Mais les Apôtres ne s'attendaient pas qu'une troisième Cène allait succéder aux deux premières. Jésus avait gardé son secret ; mais, avant de souffrir, il devait remplir une promesse. Il avait dit en présence de tout un peuple :
" Je suis le pain vivant descendu du ciel ; si quelqu'un mange de ce pain, il vivra éternellement. Le pain que je donnerai, c'est ma chair, pour la vie du monde. Ma chair est vraiment nourriture, et mon sang est vraiment breuvage. Celui qui mange ma chair et boit mon sang demeure en moi, et moi en lui." (Johan. VI, 41-59.).
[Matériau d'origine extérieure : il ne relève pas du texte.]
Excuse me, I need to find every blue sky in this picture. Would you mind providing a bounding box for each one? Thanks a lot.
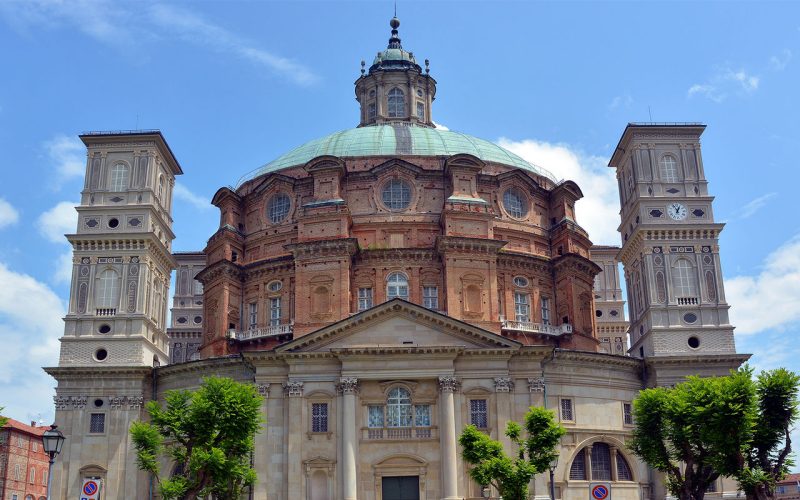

Le moment était venu où le Sauveur allait réaliser cette merveille de sa charité pour nous. Mais comme il avait promis de nous donner sa chair et son sang, il avait dû attendre l'heure de son immolation. Voici maintenant que sa Passion est commencée ; déjà il est vendu à ses ennemis ; sa vie est désormais entre leurs mains ; il peut donc maintenant s'offrir en sacrifice, et distribuer à ses disciples la propre chair et le propre sang de la victime.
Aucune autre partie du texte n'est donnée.